# 3d modeling using smartphone accelerometers



## Justin Zazzi (May 28, 2012)

I assume this has been done already, maybe you can point me towards a company that offers something similar but is not absurdly expensive?

Smartphones have accelerometers built in. Even though they are likely not super precise, I imagine an app can be written to build a simple inertial compass that will track relative movements in 3 dimensions.

Using this method, one could trace a path around a room for example, and then plot this in a 3d graph. Or, one could trace the boundaries of the interior of a car and very quickly get some useful dimensions that would otherwise be impossible to model using a tape measure.

Does such an (android) app exist? Is there similar software for the PC that is not crazy expensive?

I invision attaching one of these decives to a microphone to create a probe that can record 3 dimensional locations and relate it to the audio recorded at those locations. If playing pink noise at the same time, one could quickly graph the characteristics of a listening space and find nodes at any frequency and their locations in that 3d space.

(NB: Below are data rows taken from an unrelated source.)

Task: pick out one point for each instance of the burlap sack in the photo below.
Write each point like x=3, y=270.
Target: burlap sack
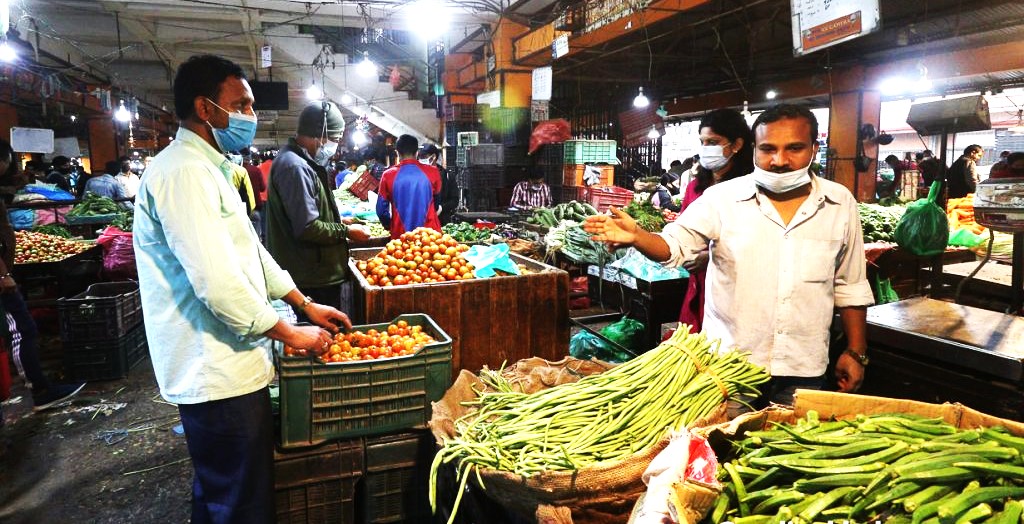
x=604, y=493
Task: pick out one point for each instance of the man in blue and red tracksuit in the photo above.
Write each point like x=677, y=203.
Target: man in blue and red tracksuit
x=406, y=197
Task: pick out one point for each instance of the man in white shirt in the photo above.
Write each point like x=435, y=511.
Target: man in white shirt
x=785, y=249
x=128, y=179
x=206, y=285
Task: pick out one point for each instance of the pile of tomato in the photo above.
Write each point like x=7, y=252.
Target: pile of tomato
x=399, y=339
x=420, y=256
x=31, y=247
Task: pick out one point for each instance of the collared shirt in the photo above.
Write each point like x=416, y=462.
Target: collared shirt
x=524, y=195
x=772, y=287
x=130, y=182
x=206, y=280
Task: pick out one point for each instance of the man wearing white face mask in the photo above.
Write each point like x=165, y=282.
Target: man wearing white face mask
x=786, y=249
x=305, y=232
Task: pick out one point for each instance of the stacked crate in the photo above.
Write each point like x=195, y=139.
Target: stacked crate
x=359, y=423
x=102, y=332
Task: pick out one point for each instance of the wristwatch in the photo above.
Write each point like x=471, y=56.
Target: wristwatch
x=862, y=359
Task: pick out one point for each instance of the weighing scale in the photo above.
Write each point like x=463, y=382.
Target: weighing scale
x=939, y=351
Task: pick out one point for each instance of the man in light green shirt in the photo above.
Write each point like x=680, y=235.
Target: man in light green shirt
x=206, y=285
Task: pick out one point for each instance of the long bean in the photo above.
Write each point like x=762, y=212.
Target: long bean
x=600, y=418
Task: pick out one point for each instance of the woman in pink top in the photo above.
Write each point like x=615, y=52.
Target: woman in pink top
x=726, y=153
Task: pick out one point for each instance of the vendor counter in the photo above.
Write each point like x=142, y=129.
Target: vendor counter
x=935, y=351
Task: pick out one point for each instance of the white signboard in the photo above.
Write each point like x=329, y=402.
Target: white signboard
x=560, y=47
x=493, y=98
x=67, y=146
x=820, y=24
x=542, y=83
x=30, y=139
x=265, y=56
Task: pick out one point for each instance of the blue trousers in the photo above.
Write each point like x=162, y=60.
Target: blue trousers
x=231, y=446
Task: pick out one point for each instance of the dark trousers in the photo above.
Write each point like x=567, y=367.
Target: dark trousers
x=231, y=446
x=24, y=340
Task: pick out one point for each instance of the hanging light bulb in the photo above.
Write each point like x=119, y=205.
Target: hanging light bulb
x=367, y=68
x=7, y=53
x=358, y=137
x=641, y=99
x=313, y=92
x=122, y=114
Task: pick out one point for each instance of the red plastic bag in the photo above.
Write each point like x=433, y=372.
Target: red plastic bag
x=119, y=255
x=549, y=131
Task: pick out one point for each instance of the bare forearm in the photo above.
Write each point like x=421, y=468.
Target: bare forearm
x=855, y=325
x=652, y=246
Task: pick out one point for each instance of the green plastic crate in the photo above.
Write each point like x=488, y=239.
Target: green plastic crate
x=322, y=402
x=590, y=151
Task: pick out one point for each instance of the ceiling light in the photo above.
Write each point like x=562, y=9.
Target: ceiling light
x=428, y=18
x=122, y=114
x=641, y=100
x=313, y=92
x=7, y=53
x=367, y=68
x=893, y=86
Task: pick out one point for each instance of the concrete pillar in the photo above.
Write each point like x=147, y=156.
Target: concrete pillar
x=102, y=142
x=8, y=119
x=853, y=104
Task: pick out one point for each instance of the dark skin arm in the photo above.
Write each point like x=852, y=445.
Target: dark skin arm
x=849, y=373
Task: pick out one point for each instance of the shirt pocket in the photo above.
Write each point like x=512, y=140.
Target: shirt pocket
x=817, y=260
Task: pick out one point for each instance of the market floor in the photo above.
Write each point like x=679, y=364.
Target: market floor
x=111, y=455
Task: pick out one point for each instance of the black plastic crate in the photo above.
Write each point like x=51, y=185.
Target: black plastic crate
x=317, y=485
x=104, y=311
x=397, y=475
x=100, y=360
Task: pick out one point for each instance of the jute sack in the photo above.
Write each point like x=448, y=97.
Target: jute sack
x=601, y=494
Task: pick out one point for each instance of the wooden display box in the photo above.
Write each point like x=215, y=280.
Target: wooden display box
x=491, y=320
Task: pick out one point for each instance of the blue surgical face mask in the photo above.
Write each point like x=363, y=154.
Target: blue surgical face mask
x=240, y=132
x=326, y=151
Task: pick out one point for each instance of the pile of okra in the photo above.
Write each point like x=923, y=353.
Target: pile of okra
x=889, y=468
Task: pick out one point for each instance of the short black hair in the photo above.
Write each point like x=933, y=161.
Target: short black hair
x=971, y=148
x=201, y=76
x=787, y=111
x=407, y=145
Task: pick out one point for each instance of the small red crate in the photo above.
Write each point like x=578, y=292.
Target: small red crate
x=603, y=197
x=573, y=174
x=363, y=185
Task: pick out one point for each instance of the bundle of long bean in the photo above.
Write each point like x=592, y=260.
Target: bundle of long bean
x=600, y=418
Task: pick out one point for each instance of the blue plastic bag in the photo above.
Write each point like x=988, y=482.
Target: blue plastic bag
x=487, y=258
x=644, y=268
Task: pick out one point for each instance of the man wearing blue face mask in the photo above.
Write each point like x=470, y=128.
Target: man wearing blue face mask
x=206, y=285
x=304, y=229
x=785, y=249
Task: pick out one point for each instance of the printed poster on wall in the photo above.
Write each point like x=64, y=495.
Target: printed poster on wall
x=820, y=24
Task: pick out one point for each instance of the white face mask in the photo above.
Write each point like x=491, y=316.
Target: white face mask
x=713, y=159
x=781, y=182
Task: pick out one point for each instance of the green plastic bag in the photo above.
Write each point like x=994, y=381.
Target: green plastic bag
x=884, y=292
x=966, y=238
x=627, y=333
x=924, y=230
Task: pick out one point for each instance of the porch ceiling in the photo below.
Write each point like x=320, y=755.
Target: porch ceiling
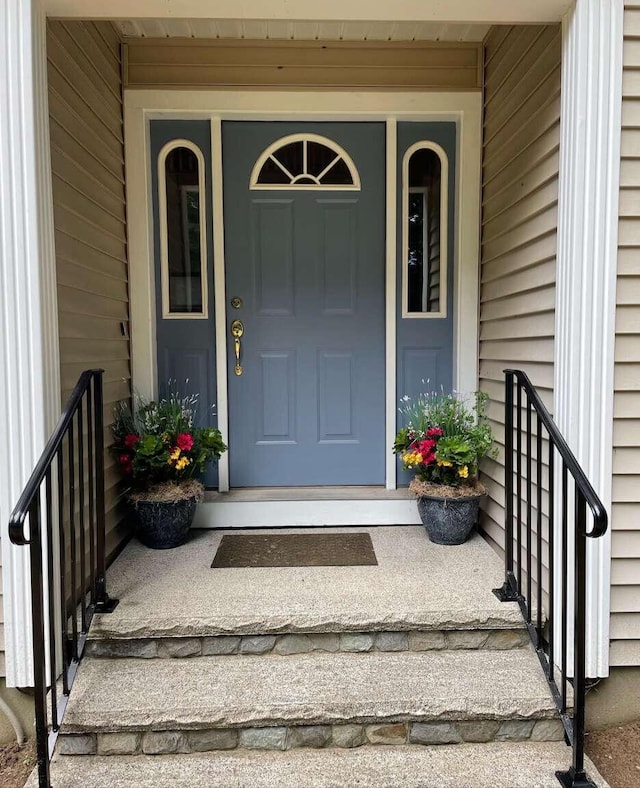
x=307, y=30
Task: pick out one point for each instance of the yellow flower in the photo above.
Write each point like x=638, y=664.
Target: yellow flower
x=411, y=458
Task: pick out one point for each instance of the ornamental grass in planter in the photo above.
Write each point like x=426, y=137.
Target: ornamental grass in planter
x=443, y=441
x=161, y=454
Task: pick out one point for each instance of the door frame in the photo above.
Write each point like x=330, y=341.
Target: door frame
x=463, y=108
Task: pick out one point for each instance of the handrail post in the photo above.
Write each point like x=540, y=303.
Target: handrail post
x=507, y=592
x=104, y=604
x=575, y=776
x=39, y=656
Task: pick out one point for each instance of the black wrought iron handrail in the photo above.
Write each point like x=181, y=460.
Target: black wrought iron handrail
x=74, y=520
x=519, y=578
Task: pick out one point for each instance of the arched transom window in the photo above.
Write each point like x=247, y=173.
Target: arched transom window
x=305, y=161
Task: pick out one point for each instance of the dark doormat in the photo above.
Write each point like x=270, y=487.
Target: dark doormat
x=238, y=550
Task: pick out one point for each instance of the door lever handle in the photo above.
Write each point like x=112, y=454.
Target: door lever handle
x=237, y=330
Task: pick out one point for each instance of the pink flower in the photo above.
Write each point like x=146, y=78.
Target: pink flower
x=184, y=441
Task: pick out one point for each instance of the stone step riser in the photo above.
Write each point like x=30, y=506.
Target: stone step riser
x=344, y=736
x=291, y=644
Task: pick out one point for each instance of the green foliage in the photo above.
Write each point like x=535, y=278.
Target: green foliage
x=158, y=442
x=445, y=437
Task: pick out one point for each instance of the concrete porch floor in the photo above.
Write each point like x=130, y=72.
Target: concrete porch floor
x=416, y=585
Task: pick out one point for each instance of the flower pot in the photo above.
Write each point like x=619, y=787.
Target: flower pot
x=448, y=520
x=164, y=524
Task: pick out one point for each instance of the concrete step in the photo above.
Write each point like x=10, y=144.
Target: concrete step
x=524, y=765
x=305, y=700
x=416, y=586
x=303, y=643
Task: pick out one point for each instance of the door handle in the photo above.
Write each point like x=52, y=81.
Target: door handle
x=237, y=330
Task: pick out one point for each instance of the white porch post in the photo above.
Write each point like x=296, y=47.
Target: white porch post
x=29, y=377
x=586, y=276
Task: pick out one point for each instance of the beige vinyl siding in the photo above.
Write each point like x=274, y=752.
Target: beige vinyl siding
x=519, y=222
x=625, y=519
x=229, y=63
x=87, y=160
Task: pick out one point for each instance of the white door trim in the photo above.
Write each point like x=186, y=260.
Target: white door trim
x=463, y=108
x=586, y=272
x=29, y=356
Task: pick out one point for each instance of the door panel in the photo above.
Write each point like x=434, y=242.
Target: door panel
x=308, y=264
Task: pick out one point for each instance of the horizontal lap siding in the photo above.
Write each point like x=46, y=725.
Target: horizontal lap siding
x=625, y=570
x=519, y=226
x=87, y=159
x=201, y=63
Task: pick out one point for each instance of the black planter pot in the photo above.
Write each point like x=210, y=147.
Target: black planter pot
x=449, y=520
x=164, y=524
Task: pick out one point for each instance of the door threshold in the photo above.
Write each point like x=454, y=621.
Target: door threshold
x=289, y=507
x=307, y=494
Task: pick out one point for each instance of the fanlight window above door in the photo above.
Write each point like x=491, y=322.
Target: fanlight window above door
x=305, y=161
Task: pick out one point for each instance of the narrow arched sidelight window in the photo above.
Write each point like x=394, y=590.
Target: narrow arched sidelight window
x=182, y=212
x=305, y=161
x=424, y=230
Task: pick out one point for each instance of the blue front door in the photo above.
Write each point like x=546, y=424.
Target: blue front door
x=304, y=217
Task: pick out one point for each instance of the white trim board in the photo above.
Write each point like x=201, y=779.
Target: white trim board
x=217, y=106
x=586, y=273
x=273, y=514
x=464, y=11
x=30, y=379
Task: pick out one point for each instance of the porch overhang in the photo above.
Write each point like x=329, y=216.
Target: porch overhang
x=449, y=11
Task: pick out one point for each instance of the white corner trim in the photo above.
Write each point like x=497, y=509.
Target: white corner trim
x=586, y=277
x=139, y=209
x=466, y=271
x=30, y=383
x=391, y=254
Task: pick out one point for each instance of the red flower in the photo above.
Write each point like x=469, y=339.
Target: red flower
x=184, y=441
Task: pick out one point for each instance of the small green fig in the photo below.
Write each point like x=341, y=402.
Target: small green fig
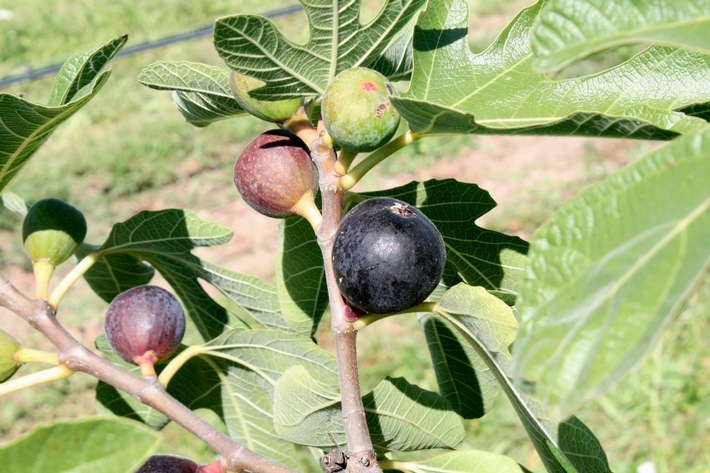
x=277, y=111
x=274, y=173
x=52, y=231
x=8, y=347
x=357, y=111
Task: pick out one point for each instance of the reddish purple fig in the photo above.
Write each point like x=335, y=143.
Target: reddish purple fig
x=169, y=464
x=145, y=320
x=274, y=173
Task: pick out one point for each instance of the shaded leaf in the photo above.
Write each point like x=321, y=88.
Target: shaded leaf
x=610, y=269
x=92, y=444
x=456, y=91
x=464, y=379
x=25, y=126
x=400, y=416
x=201, y=92
x=300, y=277
x=568, y=30
x=253, y=45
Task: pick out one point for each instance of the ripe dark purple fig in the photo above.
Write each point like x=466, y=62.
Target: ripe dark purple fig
x=169, y=464
x=142, y=320
x=357, y=111
x=387, y=256
x=274, y=172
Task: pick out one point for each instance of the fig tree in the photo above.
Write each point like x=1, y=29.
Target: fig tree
x=387, y=256
x=8, y=347
x=142, y=321
x=274, y=173
x=168, y=464
x=277, y=111
x=357, y=111
x=52, y=231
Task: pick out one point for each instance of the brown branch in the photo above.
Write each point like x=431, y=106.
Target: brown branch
x=147, y=390
x=361, y=454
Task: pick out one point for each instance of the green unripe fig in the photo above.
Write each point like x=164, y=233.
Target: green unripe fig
x=357, y=111
x=8, y=347
x=277, y=111
x=52, y=231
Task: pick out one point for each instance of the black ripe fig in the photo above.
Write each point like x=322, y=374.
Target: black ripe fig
x=52, y=231
x=357, y=111
x=277, y=111
x=387, y=256
x=274, y=172
x=168, y=464
x=8, y=347
x=145, y=320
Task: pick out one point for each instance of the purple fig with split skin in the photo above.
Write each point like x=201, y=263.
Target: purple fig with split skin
x=143, y=320
x=387, y=256
x=274, y=173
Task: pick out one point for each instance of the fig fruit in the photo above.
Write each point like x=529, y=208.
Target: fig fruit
x=357, y=111
x=277, y=111
x=143, y=320
x=387, y=256
x=168, y=464
x=274, y=172
x=8, y=347
x=52, y=231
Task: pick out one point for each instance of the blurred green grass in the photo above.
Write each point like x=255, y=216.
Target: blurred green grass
x=129, y=142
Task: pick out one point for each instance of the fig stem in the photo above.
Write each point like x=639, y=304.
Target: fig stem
x=345, y=338
x=177, y=362
x=75, y=356
x=40, y=377
x=43, y=270
x=73, y=276
x=373, y=159
x=369, y=319
x=306, y=207
x=28, y=355
x=345, y=159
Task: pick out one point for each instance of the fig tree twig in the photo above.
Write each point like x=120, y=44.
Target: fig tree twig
x=76, y=357
x=361, y=454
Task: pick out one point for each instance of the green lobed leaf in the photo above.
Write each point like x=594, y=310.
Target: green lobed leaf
x=474, y=255
x=461, y=461
x=80, y=71
x=201, y=92
x=165, y=239
x=497, y=91
x=253, y=45
x=568, y=30
x=488, y=324
x=400, y=416
x=610, y=269
x=108, y=445
x=300, y=277
x=464, y=380
x=25, y=126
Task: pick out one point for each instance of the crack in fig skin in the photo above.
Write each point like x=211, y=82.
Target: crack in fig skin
x=273, y=172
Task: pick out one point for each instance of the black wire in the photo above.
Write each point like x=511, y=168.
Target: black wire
x=167, y=41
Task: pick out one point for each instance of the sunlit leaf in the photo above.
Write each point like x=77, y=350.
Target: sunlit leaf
x=252, y=45
x=610, y=269
x=201, y=92
x=25, y=126
x=109, y=445
x=497, y=91
x=567, y=30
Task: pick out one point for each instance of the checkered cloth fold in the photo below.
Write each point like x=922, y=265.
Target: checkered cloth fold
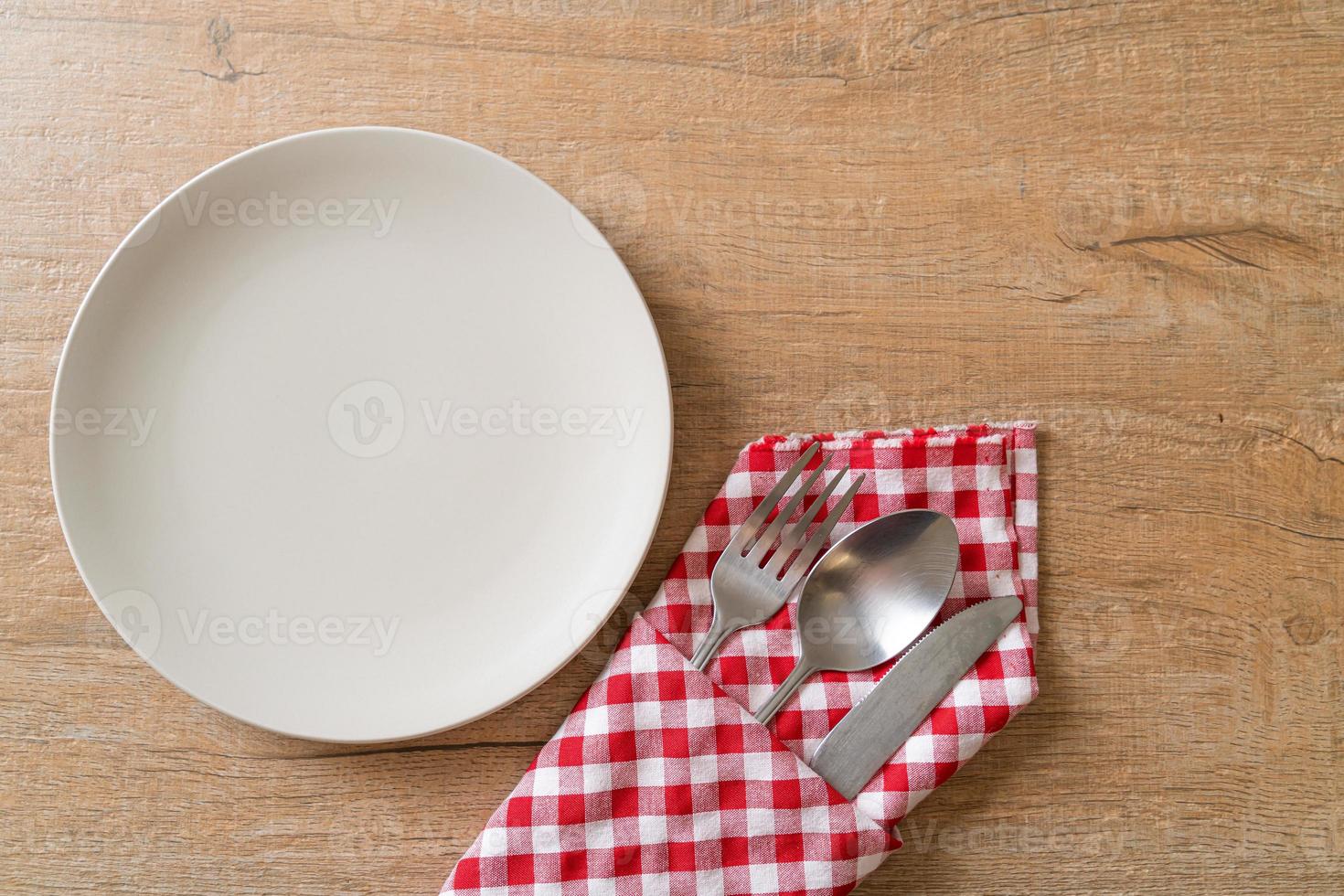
x=661, y=782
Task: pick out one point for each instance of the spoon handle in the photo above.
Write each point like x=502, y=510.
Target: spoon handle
x=781, y=696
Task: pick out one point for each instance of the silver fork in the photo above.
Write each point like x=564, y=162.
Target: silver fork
x=748, y=589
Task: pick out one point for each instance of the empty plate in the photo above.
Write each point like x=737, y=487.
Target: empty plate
x=360, y=434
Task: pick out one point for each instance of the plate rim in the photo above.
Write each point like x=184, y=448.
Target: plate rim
x=654, y=511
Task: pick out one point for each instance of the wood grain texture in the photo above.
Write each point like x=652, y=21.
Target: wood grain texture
x=1123, y=219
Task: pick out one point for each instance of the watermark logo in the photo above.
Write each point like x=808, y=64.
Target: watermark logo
x=129, y=423
x=366, y=17
x=374, y=214
x=618, y=206
x=136, y=617
x=368, y=420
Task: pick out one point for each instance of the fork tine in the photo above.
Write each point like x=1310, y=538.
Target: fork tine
x=814, y=547
x=783, y=516
x=748, y=529
x=795, y=535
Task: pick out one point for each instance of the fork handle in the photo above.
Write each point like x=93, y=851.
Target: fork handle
x=781, y=696
x=714, y=638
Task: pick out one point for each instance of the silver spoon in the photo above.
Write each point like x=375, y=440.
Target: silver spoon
x=871, y=595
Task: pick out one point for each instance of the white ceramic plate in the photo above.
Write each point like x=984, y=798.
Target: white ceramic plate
x=360, y=434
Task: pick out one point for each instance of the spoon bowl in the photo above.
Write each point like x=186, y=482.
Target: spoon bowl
x=871, y=595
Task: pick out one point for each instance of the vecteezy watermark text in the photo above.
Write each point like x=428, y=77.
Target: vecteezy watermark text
x=137, y=617
x=281, y=211
x=618, y=423
x=131, y=423
x=277, y=629
x=368, y=420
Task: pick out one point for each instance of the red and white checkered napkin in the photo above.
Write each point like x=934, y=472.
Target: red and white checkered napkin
x=660, y=781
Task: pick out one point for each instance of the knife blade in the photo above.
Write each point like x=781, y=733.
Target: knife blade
x=869, y=733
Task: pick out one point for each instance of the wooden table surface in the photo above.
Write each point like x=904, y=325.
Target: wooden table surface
x=1123, y=219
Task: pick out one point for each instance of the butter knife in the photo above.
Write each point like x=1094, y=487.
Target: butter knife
x=869, y=733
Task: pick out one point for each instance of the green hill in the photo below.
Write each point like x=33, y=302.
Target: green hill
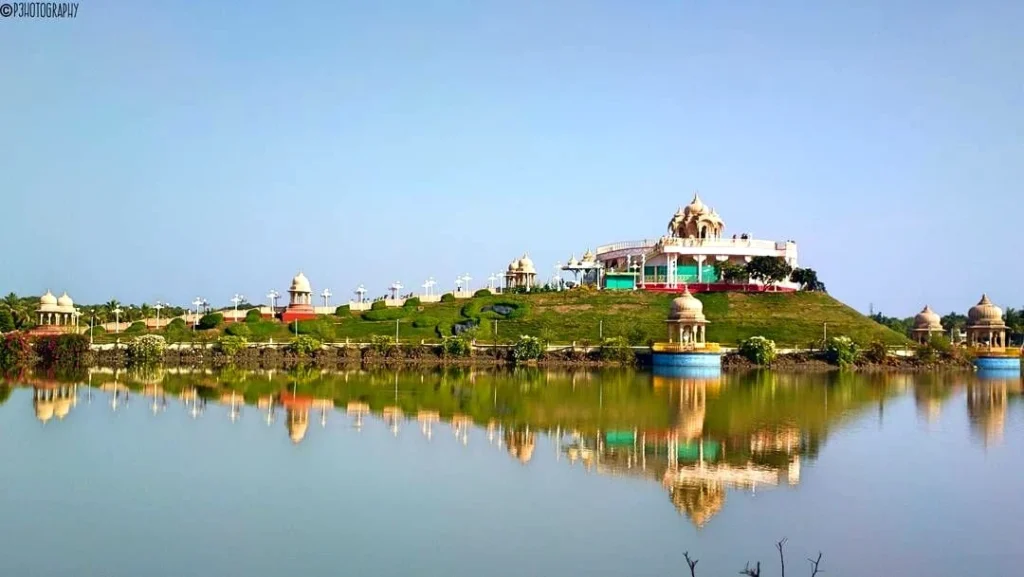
x=790, y=319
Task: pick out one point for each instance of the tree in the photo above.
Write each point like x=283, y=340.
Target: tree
x=732, y=274
x=769, y=270
x=6, y=320
x=807, y=279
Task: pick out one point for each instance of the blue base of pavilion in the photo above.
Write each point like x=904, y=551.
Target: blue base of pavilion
x=998, y=364
x=686, y=360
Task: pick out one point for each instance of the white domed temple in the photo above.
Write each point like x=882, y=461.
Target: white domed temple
x=694, y=243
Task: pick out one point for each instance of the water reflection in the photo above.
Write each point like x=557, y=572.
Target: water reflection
x=697, y=435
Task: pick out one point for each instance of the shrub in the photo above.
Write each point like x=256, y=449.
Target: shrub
x=303, y=345
x=393, y=314
x=759, y=351
x=877, y=353
x=383, y=344
x=527, y=348
x=146, y=349
x=455, y=346
x=239, y=329
x=425, y=322
x=231, y=345
x=636, y=336
x=841, y=351
x=617, y=349
x=210, y=321
x=15, y=351
x=64, y=351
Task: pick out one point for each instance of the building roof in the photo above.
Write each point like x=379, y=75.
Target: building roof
x=985, y=315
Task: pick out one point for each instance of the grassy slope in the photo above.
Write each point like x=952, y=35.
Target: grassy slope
x=790, y=319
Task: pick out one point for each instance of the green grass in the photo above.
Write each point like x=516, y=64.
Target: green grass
x=788, y=319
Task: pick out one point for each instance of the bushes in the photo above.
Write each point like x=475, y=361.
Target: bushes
x=759, y=351
x=841, y=351
x=527, y=348
x=393, y=314
x=617, y=349
x=211, y=321
x=455, y=346
x=239, y=329
x=877, y=353
x=64, y=351
x=383, y=344
x=146, y=349
x=15, y=352
x=231, y=345
x=304, y=345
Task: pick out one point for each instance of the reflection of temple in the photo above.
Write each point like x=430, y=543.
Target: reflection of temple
x=53, y=400
x=520, y=444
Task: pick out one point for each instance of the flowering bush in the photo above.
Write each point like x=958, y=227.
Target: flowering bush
x=759, y=351
x=65, y=351
x=15, y=352
x=527, y=348
x=841, y=351
x=146, y=349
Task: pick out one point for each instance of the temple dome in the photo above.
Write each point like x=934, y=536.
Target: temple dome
x=300, y=284
x=66, y=301
x=48, y=299
x=686, y=307
x=695, y=207
x=927, y=320
x=985, y=314
x=525, y=264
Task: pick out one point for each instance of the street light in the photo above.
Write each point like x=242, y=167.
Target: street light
x=198, y=302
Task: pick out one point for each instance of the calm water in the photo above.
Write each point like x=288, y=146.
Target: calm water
x=494, y=474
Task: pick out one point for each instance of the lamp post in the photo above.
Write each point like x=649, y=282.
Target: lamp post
x=198, y=302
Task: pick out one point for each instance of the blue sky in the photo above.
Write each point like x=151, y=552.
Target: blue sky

I imagine this would lead to more intuition about where to place bass and midbass drivers to achieve whatever goals you like. Plus, it would make modeling the acoustic properties of a very complex listening space easier.


----------



## spyders03 (Jan 5, 2013)

That would be a great app, I do not know of one that exists, (not saying much), but definitely intriguing, specially when you add in the microphone aspect. Could bring a whole new aspect to the home audio tuning game, and could probably even charge a premium for the service as well. I envision a display that would give you a 3d rotatable display with the hot spots marked in different colors. Very interesting, but also very labor (coding) intensive with a small market, meaning it would cost a premium if not done in the opensource community.


----------